Hélas… Sous prétexte de protéger la capitale, l’artillerie tchetnik s’était d’abord dispersée en haut des pentes. Puis les casernes, les arsenaux s’étaient vidés. Simples manœuvres, prétendait encore l’état-major. L’ancienne armée fédérale était devenue serbe, d’un trait de plume, emmenée par ses généraux. Les Sarajeviens croisaient des colonnes de chars dans le centre de la vieille ville ; ils apprenaient que des voisins, des amis serbes prenaient des vacances ou déménageaient jusqu’à la fin de l’hiver à Pale, la nouvelle station de ski des « milices serbes de Bosnie ».
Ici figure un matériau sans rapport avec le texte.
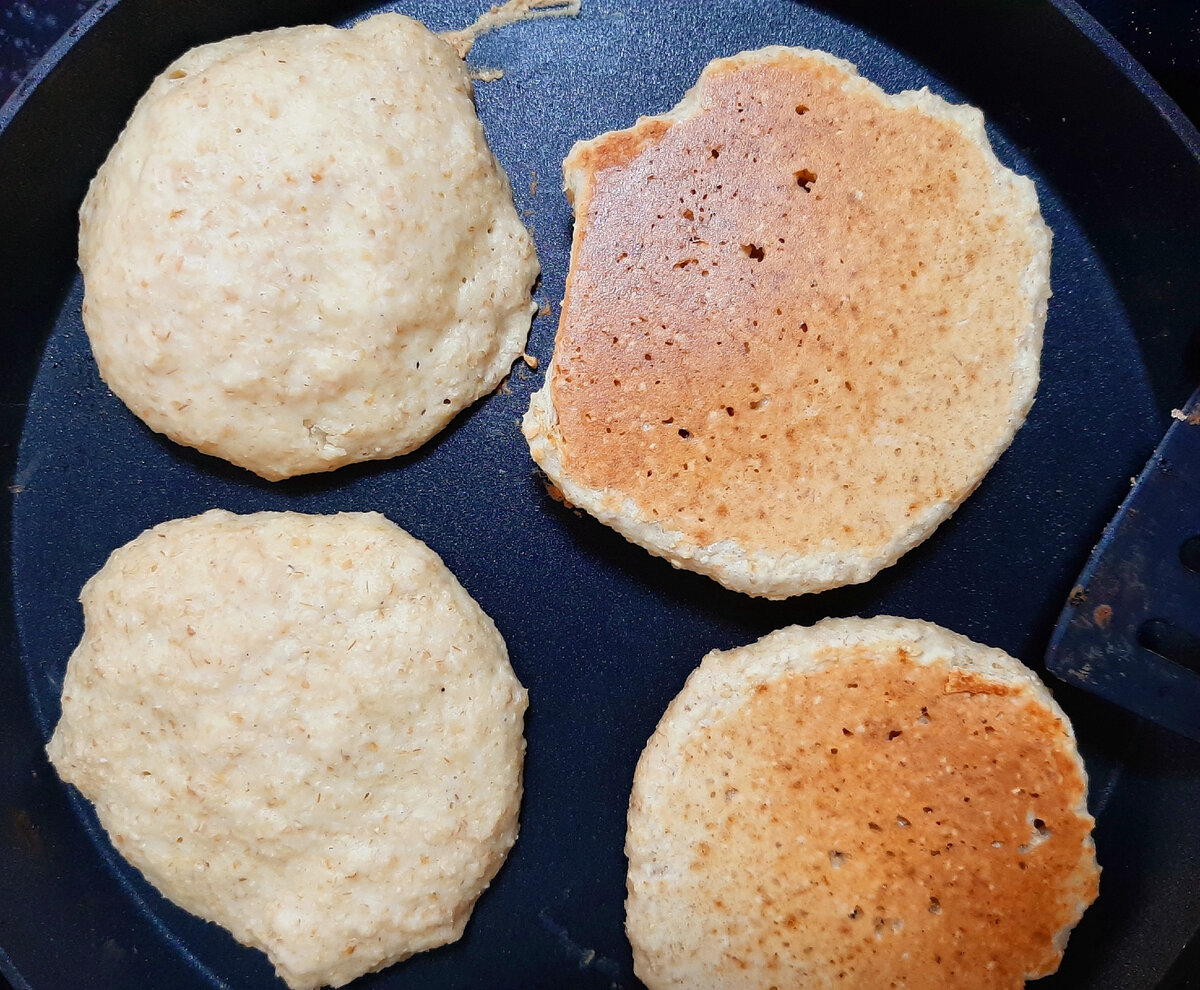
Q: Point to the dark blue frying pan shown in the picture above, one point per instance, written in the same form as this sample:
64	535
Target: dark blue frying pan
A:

Sarajevo allait alors se révéler héroïque, et s’enorgueillir de son cosmopolitisme, à la face des nationalismes environnants. Milosevic avait déjà perdu, dans l’esprit, mais cela aussi, bien sûr, ne serait vérifié que plus tard. Pour l’heure, privés de forces armées, le nouveau pouvoir bosniaque, issu de la partition de l’ex-Yougoslavie, et son vieux président Alija Izetbegovic reconnaissaient leur impuissance. Quand ils se retournaient, les habitants de la capitale ne voyaient pas les États-Unis, ne voyaient pas l’ONU, qui déplaçait ses Casques bleus, au gré des conflits locaux, en fait, surtout pour leur éviter d’avoir à combattre.
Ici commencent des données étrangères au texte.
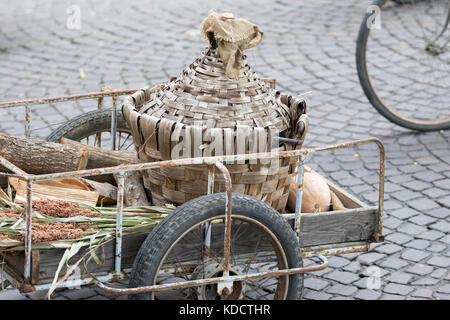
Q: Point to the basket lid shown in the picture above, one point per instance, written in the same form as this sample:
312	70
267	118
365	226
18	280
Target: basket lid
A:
204	94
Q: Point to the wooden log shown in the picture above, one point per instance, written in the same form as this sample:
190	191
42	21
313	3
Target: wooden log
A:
101	158
133	191
107	192
40	157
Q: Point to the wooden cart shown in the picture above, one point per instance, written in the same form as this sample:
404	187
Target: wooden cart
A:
310	235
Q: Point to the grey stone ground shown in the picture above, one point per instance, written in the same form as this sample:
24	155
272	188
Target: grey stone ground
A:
308	45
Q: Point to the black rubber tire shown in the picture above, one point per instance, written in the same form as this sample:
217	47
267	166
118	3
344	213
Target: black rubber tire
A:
88	124
374	99
155	246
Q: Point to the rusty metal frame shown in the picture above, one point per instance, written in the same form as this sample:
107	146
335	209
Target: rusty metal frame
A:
214	163
211	161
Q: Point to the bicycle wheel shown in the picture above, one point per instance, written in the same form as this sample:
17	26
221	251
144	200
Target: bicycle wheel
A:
94	128
403	62
261	240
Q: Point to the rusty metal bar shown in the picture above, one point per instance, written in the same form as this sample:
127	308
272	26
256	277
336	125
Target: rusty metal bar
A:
228	206
119	222
298	203
27	121
202	282
207	244
338	248
28	234
8	165
90	95
113	123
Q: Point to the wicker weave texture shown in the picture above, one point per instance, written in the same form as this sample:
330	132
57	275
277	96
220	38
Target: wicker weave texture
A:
203	113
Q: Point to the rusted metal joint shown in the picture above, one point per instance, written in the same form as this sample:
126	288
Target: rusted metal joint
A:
26	286
377	237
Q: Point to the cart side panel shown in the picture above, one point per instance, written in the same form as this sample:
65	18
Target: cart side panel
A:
49	259
336	226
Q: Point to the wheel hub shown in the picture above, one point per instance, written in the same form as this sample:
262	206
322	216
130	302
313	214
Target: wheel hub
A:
209	291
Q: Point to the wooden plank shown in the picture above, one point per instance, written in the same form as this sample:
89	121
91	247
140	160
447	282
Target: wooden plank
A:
316	229
49	259
336	226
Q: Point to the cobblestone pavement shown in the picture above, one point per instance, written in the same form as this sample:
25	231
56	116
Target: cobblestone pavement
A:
308	45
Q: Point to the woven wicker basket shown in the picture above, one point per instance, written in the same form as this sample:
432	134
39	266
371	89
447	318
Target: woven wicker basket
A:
209	113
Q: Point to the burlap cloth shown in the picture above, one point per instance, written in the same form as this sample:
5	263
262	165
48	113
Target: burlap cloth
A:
231	36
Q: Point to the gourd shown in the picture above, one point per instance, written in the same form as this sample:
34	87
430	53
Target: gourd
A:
316	193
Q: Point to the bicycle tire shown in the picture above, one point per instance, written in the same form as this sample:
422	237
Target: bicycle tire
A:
370	92
87	124
153	250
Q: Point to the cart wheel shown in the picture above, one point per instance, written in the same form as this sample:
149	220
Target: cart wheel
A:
261	240
94	128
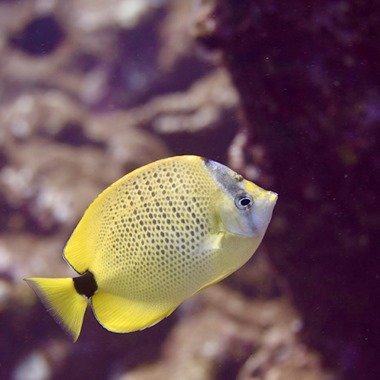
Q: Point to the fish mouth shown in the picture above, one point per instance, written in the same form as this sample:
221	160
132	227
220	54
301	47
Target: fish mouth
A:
272	197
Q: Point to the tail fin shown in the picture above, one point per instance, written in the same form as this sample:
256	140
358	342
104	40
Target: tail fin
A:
62	301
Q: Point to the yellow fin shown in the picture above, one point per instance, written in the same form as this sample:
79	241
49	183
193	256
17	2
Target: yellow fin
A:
80	247
62	301
122	315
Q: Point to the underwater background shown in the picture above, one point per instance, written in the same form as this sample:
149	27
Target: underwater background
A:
285	93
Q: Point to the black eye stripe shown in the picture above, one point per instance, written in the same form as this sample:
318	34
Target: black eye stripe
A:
243	201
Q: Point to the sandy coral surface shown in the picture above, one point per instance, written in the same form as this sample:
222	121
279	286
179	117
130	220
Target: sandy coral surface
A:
91	90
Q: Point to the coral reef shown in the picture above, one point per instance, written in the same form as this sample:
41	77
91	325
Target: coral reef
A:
308	81
286	94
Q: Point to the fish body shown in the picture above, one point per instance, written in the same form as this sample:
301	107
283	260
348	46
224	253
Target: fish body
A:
153	239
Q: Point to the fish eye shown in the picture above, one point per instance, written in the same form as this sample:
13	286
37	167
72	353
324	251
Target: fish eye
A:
243	201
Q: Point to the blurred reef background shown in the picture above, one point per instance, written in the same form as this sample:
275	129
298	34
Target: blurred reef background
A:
287	93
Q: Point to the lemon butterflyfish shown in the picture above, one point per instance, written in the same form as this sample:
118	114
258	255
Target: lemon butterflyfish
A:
153	239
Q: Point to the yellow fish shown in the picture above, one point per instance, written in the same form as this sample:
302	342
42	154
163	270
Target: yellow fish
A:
153	239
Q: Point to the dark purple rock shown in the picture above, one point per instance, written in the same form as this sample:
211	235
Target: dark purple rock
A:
307	73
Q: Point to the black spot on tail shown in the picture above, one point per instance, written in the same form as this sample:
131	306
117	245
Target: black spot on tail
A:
86	284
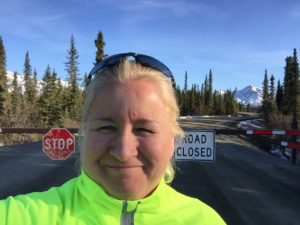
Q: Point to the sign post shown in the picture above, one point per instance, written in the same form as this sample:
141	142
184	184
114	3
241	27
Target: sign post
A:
196	146
58	144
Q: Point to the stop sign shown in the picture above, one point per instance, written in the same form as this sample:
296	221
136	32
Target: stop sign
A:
58	143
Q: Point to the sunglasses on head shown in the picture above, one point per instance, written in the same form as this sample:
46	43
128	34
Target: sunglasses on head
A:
144	60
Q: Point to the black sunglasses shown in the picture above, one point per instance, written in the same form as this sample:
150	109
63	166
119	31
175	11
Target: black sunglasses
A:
144	60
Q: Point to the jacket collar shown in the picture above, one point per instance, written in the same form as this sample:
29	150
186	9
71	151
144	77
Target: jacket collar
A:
94	193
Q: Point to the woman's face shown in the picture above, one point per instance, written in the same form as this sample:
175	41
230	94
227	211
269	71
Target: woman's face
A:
128	141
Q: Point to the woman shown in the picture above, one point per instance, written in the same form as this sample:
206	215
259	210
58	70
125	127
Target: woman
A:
128	130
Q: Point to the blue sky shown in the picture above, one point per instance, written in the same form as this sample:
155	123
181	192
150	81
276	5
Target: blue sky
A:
237	39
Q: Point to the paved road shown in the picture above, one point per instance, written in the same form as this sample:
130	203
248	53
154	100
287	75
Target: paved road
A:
245	185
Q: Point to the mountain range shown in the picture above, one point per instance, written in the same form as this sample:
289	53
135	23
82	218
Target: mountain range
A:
251	94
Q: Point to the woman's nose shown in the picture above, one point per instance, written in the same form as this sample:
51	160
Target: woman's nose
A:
124	146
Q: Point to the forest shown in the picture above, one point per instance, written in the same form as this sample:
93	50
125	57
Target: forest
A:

La ville était seule au monde. Il y a « quelque chose dans l’allure de cette nouvelle guerre qui en fait l’esquisse d’un désastre définitif[2] », écrit Bernard-Henri Lévy dans Le Lys et la Cendre. Toutefois, la ville avait encore sa population – dont la serbe et la croate, qui, dans leur majorité, se portaient spontanément au côté des musulmans dans la défense de la République bosniaque. Des hommes, des femmes. Beaucoup de retraités ; Sarajevo était la cité de la tranquillité des jours, et, ironie aigre, il avait été jusqu’il y a peu plus doux d’y finir sa vie. Des officiers, originaires de Serbie et de Croatie, étaient tout de suite passés à la clandestinité, et le commandement militaire de la ville allait bientôt être confié à un non musulman.
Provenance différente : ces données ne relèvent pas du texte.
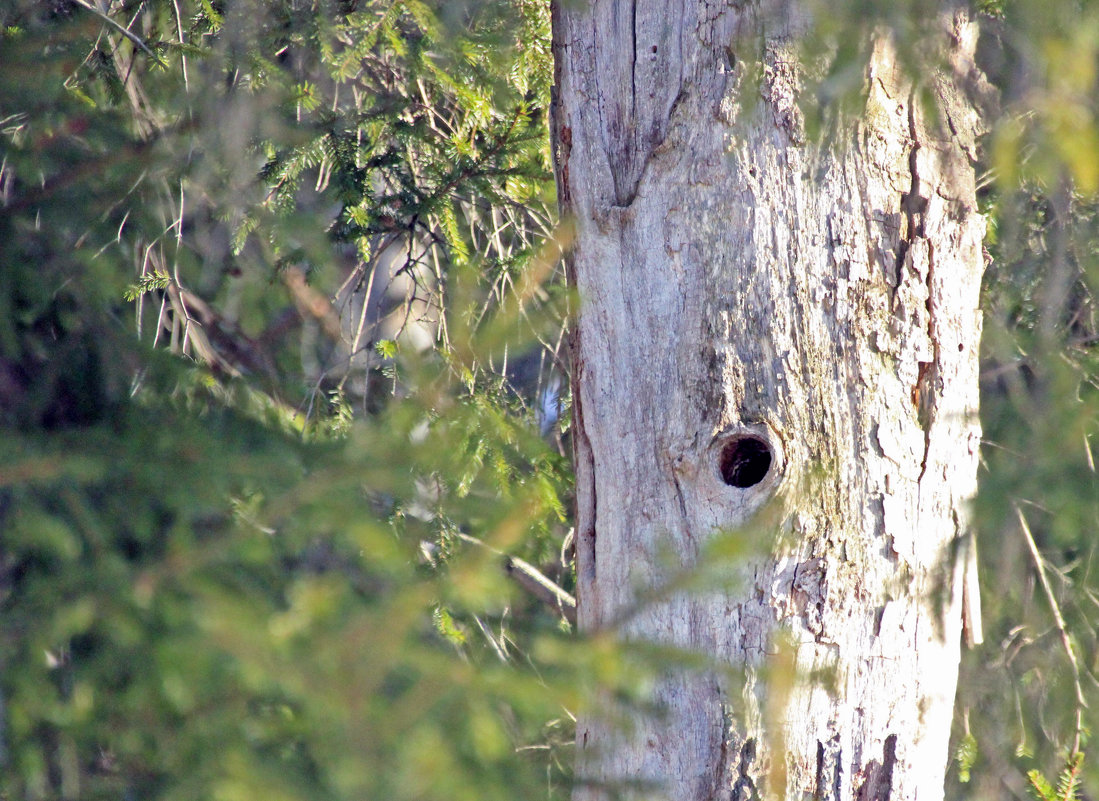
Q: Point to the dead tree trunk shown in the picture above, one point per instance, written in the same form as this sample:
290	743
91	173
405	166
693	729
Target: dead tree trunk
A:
770	322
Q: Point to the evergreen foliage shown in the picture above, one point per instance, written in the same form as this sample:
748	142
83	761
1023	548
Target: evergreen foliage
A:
219	577
282	480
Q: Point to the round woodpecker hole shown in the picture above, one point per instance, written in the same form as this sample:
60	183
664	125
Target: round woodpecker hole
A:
744	462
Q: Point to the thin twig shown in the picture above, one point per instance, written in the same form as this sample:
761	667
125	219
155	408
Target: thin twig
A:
120	28
1059	621
532	580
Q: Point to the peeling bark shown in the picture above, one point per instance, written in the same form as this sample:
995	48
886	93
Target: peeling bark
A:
772	329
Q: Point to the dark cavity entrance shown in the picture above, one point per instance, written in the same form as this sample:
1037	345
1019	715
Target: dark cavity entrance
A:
744	462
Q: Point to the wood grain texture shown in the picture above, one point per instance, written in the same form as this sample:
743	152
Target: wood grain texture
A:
739	278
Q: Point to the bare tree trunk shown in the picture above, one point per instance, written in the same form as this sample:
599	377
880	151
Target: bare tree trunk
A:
770	323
Les policiers avaient été formés par Belgrade, ils combattaient désormais leurs supérieurs ; ils cherchaient partout des armes, dont doter les partisans, et avaient confié aux voyous de la ville la mission de s’en procurer d’autres sur tous les marchés possibles. Toutes les institutions régaliennes titistes, fonction publique, protection civile, anciens combattants, étaient entrées dans la Résistance. De leur côté, les membres des Services secrets avaient réussi à quitter la capitale serbe et à se regroupes dans Sarajevo.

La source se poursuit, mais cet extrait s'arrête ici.